Our blog is to keep family and friends informed of our motorhome journeys.
We have dreamed of this for many years and finally our dream has come true.
We are looking forward to many happy miles ahead.
One's destination is never a place, but a new way of seeing things. Henry Miller.

Monday, December 2, 2013

Visits to Three Missions

30 November 2013

Today we visited 3 Missions located off The Camino Real highway 101 in the towns of Soledad,Jolon and San Miguel. A total of 100 miles south of Monterey. Weather was beautiful. This will leave us only 1 more located in Carmel.

There were 21 Missions from San Diego to Sonoma established in the years 1769 to 1823.

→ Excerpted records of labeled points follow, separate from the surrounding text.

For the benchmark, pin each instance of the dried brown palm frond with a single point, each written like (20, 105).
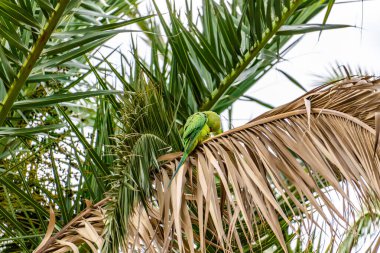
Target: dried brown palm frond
(272, 173)
(85, 228)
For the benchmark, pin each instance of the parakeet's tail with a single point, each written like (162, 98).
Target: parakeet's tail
(183, 159)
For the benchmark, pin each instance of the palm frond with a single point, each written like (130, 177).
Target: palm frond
(85, 229)
(247, 179)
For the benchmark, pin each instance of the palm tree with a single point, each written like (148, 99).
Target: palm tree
(253, 188)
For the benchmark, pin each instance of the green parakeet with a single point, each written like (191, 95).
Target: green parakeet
(197, 129)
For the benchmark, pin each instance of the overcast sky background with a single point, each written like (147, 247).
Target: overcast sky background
(358, 47)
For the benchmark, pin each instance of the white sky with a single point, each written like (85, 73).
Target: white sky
(312, 56)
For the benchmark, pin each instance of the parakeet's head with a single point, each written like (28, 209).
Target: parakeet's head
(213, 121)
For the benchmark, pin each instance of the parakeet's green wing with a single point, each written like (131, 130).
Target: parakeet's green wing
(193, 126)
(192, 130)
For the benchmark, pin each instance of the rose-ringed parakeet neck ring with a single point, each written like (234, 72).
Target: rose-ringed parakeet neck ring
(197, 129)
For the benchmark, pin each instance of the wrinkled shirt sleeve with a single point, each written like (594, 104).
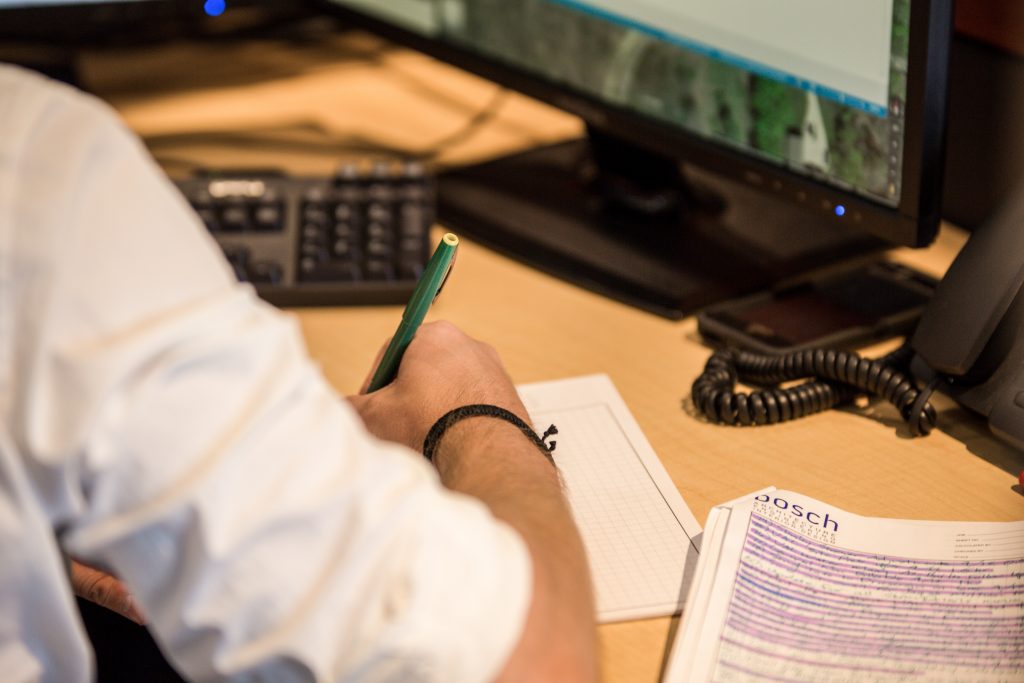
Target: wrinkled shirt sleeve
(162, 422)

Our first stop was "Nuestra Senora de la Soledad established in 1791,later destroyed by floods and restored. The name comes from the Spanish word for lonliness,"soledad. When explorer Portola and later Father Serra tried to talk with the natives this was what the word sounded like. The Mission suffered 3 floods and epidemics killed dozens of the Indians. The isolation and weather made it the least favored posting of the missionaries. Secularization was the final blow and 1859 only ruins remained. Today the chapel and monastery wings have been rebuilt.It is today an active church. There is a Native American room dedicated to the Indians who inhabited the area from prehistoric times to 1791. Three graves were discovered during the excavation on the floor of the original church holding the remains of Father Ibanez, Govenor jose Arrillaga and a Native woman.

Mission Church

Mission Museum and Gift Shop

Father Serra

Church Altar

Beautiful Rose

Continuing to Mission San Antonio de Padua located on 80 acres on what was once the Milpitas unit of the sprawling Hearst Ranch and is now Fort Hunter Liggett Military Reserve. This was the third mission founded by Padre Serra in 1771.Father Sitjar remained at the mission for 37 years.He guided the development, lead the education and conversion of the local Mutsun Indians.He also built a series of dams and aqueducts to bring water from the San Antonio River. At one time the mission was home to 1300 Indians.  In 1834 at the  beginning of secularization, the mission became the property of the government. It was formally returned in 1863. In the years 1882 to 1908 the mission is beset by abandonment,weather exposure and earthquake in 1906. In 1948 the reconstruction by the Franciscans is completed in 1952.In 2005 the Franciscan Friars turned over the caretaking to the Diocese of Monterey. Today it serves as an active parish maintaining, a museum and gift shop. It is said that this is California's most authentic mission.
San Antonio de Padua

Exterior View



Olive Tree Planted in 1830

Olive Press

Candle Room

Padre's Room

First Marriage Here in Alta California 1773

Our final stop in San Miguel was Mission San Miguel Arcangel established in 1797 by Father Lasuen. It lies near the confluence of the Salinas and Nacimiento rivers. At its peak it extended 50 miles up and down the Salinas River. With secularization, the last Franciscan left in 1840. During the period from 1840 to 1878,the buildings were sold and used as shops and a saloon until the Church took it back in 1878. It has been restored and also remains an active parish. In fact, there was a wedding today. The first small church was destroyed by fire in 1806 and the second one completed in 1821. Members of the Salinan Tribe completed the coloring of the fresoes. The church was damaged by the 2003 earthquake. Significant retrofitting and conservation is being done.


Entrance to Mission



Wedding Ceremony

We stopped in San Miguel at a local market and deli for late lunch. I had the best tuna melt on sourdough that I have ever eaten.
Seems to be a popular local spot just north of the Mission.